Хватит цирка. А то ведь Люкрес и в самом деле не сдержится, вытащит шпагу, нападет на Дайма – и не факт, что виноватым не окажется Дайм. Милости императора дело ненадежное.
– Изволим, – кивнул император. – Смотреть подарки, а затем – обедать. Светлые шеры, уверен, сегодня наши повара особенно расстарались.
Глава 2
О кальянах, лесных йуши и верности
Мы наблюдаем интереснейший феномен: с упадком магии в империи происходит постепенный возврат к древним суевериям и традициям. К примеру, даже в просвещенном кругу шеров начинается расслоение по половому признаку.
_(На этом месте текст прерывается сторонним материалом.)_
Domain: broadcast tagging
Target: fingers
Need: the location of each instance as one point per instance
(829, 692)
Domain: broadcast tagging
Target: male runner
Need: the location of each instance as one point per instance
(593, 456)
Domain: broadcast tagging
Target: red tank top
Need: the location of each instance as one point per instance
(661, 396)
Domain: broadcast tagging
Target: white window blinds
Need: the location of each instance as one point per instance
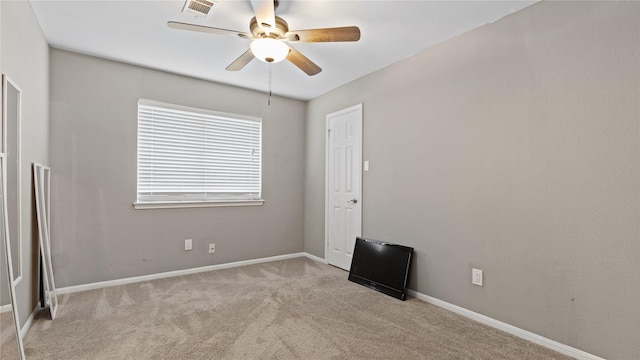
(187, 154)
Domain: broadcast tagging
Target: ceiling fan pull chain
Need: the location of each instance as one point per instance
(269, 101)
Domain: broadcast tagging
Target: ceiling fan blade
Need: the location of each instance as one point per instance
(265, 14)
(207, 29)
(346, 33)
(303, 62)
(241, 61)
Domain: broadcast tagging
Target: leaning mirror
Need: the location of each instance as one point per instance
(11, 143)
(41, 183)
(11, 346)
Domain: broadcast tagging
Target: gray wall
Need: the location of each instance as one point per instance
(96, 233)
(25, 59)
(514, 149)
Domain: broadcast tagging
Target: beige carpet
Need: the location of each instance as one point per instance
(8, 337)
(291, 309)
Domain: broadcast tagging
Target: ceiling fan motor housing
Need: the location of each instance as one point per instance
(278, 33)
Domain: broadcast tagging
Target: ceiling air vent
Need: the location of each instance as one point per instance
(199, 8)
Мужчины все больше пытаются ограничить женщин в правах под предлогом женской слабости и потребности в защите, что на самом деле является пережитком древних цивилизаций, где основной силой человека была сила физическая, а не магическая и не интеллектуальная.
И если для бездарных простолюдинов, вынужденных трудиться физически, подобное расслоение еще как то оправданно, то для благородных шеров – никоим образом.
С. ш. Ханс Либниц Мастер Миражей, «Основы социологии»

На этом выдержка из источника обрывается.